Maine supreme court sees troubling number of prosecutorial misconduct allegations

Posted June 18, 2012, at 10:40 p.m.
Last modified June 19, 2012, at 9:28 a.m.
Maine Chief Justice Leigh Saufley
Robert F. Bukaty | AP
Maine Chief Justice Leigh Saufley

BANGOR, Maine — Oral arguments before the Maine Supreme Judicial Court in a domestic violence case out of Hancock County took an odd turn last week when a Down East prosecutor told justices that too many appeals in criminal cases accused prosecutors of misconduct.

More than one justice Thursday told Paul Cavanaugh, first assistant district attorney for Hancock County, that when they see a problem, they point it out in their opinions.

“I don’t know the number of criminal convictions that are under appeal, but my guess is that 90 percent have an allegation of prosecutorial misconduct,” Cavanaugh said. “It is a troubling trend. Either there’s a problem and we need to address it, or there isn’t and you need to address that, too.”

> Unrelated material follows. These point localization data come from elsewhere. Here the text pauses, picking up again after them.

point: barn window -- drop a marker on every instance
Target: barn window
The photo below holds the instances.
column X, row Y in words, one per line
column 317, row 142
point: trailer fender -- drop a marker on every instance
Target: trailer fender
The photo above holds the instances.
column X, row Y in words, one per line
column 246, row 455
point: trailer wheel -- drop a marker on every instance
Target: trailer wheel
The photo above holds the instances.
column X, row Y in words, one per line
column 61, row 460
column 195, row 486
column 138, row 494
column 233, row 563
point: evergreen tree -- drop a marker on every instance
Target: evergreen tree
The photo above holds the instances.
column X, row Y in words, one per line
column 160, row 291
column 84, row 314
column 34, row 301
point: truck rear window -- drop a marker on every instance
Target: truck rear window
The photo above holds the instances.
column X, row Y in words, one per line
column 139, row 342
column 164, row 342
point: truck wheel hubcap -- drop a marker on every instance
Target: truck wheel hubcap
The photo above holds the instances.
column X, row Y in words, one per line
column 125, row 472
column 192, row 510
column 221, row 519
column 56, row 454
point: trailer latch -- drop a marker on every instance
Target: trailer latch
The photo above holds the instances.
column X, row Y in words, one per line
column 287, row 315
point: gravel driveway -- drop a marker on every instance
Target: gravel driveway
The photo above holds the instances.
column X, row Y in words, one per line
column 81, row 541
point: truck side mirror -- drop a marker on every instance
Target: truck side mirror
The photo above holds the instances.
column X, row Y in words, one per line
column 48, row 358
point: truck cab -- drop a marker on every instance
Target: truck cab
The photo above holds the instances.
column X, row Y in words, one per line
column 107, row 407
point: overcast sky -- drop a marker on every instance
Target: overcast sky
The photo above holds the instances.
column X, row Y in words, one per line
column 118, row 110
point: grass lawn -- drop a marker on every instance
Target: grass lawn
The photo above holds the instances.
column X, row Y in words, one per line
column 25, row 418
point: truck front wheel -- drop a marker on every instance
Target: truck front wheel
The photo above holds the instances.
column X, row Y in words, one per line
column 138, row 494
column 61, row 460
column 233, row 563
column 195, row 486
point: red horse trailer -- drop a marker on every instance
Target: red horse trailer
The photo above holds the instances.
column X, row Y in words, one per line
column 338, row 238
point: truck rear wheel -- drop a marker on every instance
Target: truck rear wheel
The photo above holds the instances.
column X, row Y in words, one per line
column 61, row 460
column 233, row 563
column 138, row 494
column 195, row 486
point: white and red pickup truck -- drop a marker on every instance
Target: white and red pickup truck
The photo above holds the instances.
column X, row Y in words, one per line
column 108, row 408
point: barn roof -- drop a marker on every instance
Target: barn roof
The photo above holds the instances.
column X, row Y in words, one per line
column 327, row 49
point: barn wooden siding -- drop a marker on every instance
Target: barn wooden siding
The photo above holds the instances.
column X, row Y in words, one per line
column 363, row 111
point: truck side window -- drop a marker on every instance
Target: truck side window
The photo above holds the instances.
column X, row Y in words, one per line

Cavanaugh brought up the subject of prosecutorial misconduct during oral arguments in the appeal of Vladek Filler, 42, of Atlanta from a conviction for a misdemeanor assault involving his former wife when the couple lived in Gouldsboro. It was the second time the state’s high court had heard an appeal in the case. The first time, justices upheld the trial judge’s decision to grant Filler a new trial based on statements made by Cavanaugh’s colleague, Assistant District Attorney Mary Kellett, during closing arguments.

“Let me suggest to you that the truth of [whether prosecutorial misconduct has occurred or not] is deducible from the record,” Chief Justice Leigh I. Saufley said last week. “State prosecutors and judges have high ethical duties and we do see a lot of claims of prosecutorial misconduct, but to a certain extent, it is the nature of the beast.”

Justice Ellen Gorman said the court was doing as Cavanaugh suggested.

“When we do see it, we deal with it,” she said. “When we don’t see misconduct, we don’t point it out.”

Justice Donald Alexander told Cavanaugh he seemed to be too sensitive to the issue.

“Maybe you ought to grow a thicker skin,” the justice said.

Filler’s attorney, Stephen Smith of Bangor, filed the second appeal after his client was convicted May 27, 2011, of misdemeanor assault and acquitted of five counts of gross sexual assault and another assault charge in the second trial. Cavanaugh replaced Kellett as prosecutor for the retrial. Filler was sentenced last August to 21 days in jail.

Superior Court Justice Robert Murray stayed the imposition of the sentence pending the outcome of the appeal.

Smith argued last week that Filler deserved a third trial because, among other things, Cavanaugh compared the situation Filler’s ex-wife was in when she left one of their three children with him at their Gouldsboro home to “Sophie’s Choice.” Smith said that comparing the Fillers’ family situation to the book and film in which a woman was forced to choose which one of her children would be killed by a Nazi soldier was unfairly prejudicial.

Justice Jon Levy said that for a juror familiar with the book or movie, the reference could bring up images of the Holocaust and Hitler’s extermination of the Jews.

“Why use it?” Levy asked.

Cavanaugh said that he used a cultural reference he thought jurors would be more familiar with, instead of an older reference, such as Hobson’s Choice.

That expression is not from literature but has been traced to Thomas Hobson, who ran a thriving horse rental business in Cambridge, England, around the turn of the 17th century, according to the Phrase Finder website. Hobson rented out horses, mainly to Cambridge University students, but refused to hire them out other than in the order he chose. The choice his customers were given was “this or none,” according to information on the website.

“I wanted the jury to understand that this was an impossible choice,” Cavanaugh told Levy. “To me, it was an idiom. I expect in the future, we’ll be using idioms like LOL in front of juries.”

LOL stands for “laughing out loud” and is used in text messages and emails.

Smith argued that in his closing argument to the jury in the second trial, Cavanaugh asked the jury “to punish the defendant for the divorce findings, the child custody dispute and relocation of the children,” rather than for alleged criminal conduct.

The Fillers divorced in 2010, according to a previously published report. Vladek FIller was granted sole custody of the children and relocated to Atlanta.